The Great Hypervisor Bake-off: VMware ESX vs Oracle VM
May 7, 2015 18 Comments
This is a very simple post to show the results of some recent testing that Tom and I ran using Oracle SLOB on Violin to determine the impact of using virtualization. But before we get to that, I am duty bound to write a paragraph of text featuring lots of long sentences peppered with industry buzz words. Forgive me, it’s just the way I’m wired.
It is increasingly common these days to find database environments running in virtual machines – even large, business critical ones. The driver is the trend to commoditize I.T. services and build consolidated, private-cloud style solutions in order to control operational expense and increase agility (not to mention reduce exposure to Oracle licenses). But, as I’ve said in previous posts, the catalyst has been the unblocking of I/O as legacy disk systems are replaced by flash memory. In the past, virtual environments caused a kind of I/O blender effect whereby I/O calls become increasingly randomized – and this sucked for the performance of disk drives. Flash memory arrays on the other hand can deliver random I/O all day long because… well, if you don’t know the reasons by now can I just recommend starting at the beginning. The outcome is that many large and medium-sized organisations are now building database-as-a-service platforms with Oracle databases (other database products are available) running in virtual machines. It’s happening right now.

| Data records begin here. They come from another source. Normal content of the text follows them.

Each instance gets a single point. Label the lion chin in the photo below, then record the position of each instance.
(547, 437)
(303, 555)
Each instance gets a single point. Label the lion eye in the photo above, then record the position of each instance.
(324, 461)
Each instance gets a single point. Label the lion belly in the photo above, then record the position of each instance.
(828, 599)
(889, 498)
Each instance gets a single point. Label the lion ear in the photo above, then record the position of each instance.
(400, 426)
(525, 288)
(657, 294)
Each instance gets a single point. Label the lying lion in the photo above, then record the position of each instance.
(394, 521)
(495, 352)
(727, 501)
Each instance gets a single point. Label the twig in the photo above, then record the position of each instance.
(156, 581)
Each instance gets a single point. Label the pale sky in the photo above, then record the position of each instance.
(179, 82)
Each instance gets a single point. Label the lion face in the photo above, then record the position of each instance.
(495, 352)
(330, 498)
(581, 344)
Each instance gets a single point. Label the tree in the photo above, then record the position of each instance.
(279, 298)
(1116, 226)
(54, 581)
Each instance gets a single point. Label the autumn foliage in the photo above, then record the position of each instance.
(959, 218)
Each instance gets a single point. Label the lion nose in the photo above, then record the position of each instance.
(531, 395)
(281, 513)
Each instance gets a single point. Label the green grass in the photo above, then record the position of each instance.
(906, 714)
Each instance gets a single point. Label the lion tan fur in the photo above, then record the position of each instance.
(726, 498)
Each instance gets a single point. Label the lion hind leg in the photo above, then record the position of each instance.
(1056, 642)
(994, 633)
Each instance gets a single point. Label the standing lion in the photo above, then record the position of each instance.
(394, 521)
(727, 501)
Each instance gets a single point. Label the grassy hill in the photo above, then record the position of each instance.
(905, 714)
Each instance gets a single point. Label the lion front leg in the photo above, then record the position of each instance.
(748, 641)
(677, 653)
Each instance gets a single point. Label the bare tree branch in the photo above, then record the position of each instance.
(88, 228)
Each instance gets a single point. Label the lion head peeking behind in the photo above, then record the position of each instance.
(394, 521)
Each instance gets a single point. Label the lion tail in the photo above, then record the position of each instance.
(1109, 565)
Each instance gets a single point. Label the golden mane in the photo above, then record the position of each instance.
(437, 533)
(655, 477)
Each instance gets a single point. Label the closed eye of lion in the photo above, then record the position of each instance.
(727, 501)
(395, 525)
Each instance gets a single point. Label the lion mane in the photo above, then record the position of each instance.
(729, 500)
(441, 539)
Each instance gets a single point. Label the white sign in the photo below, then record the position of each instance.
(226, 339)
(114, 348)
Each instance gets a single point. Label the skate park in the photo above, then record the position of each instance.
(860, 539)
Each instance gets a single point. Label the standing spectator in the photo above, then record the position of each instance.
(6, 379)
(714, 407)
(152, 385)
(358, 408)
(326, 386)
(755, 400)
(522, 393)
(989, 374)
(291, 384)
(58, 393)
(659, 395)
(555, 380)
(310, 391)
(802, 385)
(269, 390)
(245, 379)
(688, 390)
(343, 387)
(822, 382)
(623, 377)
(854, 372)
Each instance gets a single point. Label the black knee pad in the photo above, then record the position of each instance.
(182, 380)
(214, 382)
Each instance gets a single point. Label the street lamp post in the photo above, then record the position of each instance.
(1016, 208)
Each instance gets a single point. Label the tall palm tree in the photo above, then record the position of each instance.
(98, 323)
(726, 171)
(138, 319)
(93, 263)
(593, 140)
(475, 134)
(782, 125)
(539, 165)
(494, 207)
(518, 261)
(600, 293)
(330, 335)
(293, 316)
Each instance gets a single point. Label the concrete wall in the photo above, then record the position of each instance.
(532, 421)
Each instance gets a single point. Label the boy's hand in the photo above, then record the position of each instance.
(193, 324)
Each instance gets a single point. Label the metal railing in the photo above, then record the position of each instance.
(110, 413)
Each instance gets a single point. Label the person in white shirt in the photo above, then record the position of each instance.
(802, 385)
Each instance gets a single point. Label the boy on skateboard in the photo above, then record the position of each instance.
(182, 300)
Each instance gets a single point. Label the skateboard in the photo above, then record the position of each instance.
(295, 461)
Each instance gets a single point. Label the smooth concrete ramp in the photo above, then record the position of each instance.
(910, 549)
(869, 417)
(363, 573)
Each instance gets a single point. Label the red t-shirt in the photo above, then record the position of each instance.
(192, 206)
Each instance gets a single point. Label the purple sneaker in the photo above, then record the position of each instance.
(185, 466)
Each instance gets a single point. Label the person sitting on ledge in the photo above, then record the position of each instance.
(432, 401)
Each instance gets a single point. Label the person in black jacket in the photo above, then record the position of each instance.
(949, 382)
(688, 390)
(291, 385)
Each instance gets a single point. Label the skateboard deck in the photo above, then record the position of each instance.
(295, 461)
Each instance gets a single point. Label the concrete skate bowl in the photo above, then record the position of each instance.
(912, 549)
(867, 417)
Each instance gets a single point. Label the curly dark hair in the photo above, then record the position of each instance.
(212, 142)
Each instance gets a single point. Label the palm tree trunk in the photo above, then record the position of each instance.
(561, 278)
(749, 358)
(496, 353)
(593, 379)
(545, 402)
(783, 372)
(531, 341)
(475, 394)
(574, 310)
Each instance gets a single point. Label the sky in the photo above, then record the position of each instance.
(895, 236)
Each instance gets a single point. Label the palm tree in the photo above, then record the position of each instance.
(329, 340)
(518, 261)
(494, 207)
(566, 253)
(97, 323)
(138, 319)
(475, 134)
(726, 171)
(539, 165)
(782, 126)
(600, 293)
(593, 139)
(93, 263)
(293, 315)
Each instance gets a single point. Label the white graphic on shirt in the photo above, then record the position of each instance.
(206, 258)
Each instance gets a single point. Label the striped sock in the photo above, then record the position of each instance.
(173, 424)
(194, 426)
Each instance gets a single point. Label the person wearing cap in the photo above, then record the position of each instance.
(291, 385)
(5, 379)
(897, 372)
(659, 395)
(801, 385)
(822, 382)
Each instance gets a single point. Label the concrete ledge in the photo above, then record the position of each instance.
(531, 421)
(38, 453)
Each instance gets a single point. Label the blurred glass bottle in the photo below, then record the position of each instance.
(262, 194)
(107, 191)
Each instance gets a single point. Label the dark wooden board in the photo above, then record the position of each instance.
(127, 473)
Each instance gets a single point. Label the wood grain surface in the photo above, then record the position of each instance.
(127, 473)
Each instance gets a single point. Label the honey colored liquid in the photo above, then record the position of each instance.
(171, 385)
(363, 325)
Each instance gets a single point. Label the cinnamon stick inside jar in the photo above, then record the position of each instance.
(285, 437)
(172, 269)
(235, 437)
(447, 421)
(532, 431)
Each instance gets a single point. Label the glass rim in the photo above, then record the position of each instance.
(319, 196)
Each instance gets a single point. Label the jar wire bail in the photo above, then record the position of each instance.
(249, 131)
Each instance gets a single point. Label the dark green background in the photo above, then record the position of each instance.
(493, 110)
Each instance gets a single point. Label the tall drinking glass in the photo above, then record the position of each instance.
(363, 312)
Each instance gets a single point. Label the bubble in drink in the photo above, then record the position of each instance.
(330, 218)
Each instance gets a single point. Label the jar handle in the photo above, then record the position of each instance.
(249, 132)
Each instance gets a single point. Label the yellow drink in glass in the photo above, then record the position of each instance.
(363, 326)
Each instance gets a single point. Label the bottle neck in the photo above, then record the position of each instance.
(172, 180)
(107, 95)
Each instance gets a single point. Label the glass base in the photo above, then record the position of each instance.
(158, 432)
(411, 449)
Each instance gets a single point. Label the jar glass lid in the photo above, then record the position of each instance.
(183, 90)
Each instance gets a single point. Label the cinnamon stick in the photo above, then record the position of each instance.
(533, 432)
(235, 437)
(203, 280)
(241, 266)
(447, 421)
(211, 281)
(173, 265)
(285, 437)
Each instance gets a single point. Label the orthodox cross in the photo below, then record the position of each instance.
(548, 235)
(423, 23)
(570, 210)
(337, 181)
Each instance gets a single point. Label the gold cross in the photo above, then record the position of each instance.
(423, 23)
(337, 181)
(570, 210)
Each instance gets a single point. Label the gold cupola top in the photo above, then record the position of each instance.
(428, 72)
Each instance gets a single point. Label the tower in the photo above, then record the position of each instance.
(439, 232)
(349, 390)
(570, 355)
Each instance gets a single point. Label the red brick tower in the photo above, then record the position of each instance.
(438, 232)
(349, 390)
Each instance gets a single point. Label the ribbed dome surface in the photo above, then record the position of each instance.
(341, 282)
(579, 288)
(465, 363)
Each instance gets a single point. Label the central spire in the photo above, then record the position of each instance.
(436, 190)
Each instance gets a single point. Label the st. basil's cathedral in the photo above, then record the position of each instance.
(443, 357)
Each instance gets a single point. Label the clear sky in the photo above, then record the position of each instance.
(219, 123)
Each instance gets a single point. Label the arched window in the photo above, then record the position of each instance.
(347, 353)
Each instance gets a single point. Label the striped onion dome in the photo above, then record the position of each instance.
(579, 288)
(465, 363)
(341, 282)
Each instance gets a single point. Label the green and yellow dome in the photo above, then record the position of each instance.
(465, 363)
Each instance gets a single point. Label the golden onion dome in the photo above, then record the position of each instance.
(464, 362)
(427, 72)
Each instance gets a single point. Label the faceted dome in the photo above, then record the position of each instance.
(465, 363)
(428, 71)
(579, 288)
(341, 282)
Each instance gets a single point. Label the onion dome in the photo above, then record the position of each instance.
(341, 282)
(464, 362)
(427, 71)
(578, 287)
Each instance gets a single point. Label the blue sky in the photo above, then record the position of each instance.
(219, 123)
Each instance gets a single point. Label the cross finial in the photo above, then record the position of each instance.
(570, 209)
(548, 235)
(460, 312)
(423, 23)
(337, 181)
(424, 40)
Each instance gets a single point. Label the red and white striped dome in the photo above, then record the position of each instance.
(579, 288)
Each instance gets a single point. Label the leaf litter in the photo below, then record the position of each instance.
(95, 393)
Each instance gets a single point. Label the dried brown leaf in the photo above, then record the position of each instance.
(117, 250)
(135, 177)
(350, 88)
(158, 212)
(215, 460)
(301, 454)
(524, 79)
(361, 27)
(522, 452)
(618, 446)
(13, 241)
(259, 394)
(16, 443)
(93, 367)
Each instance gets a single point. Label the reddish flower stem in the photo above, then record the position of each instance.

Phew. Anyway, that last paragraph was just a wordy way of telling you that I’m often seeing Oracle running in virtual machines on top of hypervisors. But how much of a performance impact do those hypervisors have? Step this way to find out.
Hyper-V has been an option for a couple of years now, but I’ll be honest – I have neither the time nor the inclination to test it today. It’s not that I don’t rate it as a product, it’s just that I’ve never used it before and don’t have enough time to learn something new right now. Maybe someday I’ll come back and add it to the mix.
In the meantime, it’s the big showdown: VMware versus Oracle VM. Not that Oracle VM is really in the same league as VMware in terms of market share… but you know, I’m trying to make this sound exciting.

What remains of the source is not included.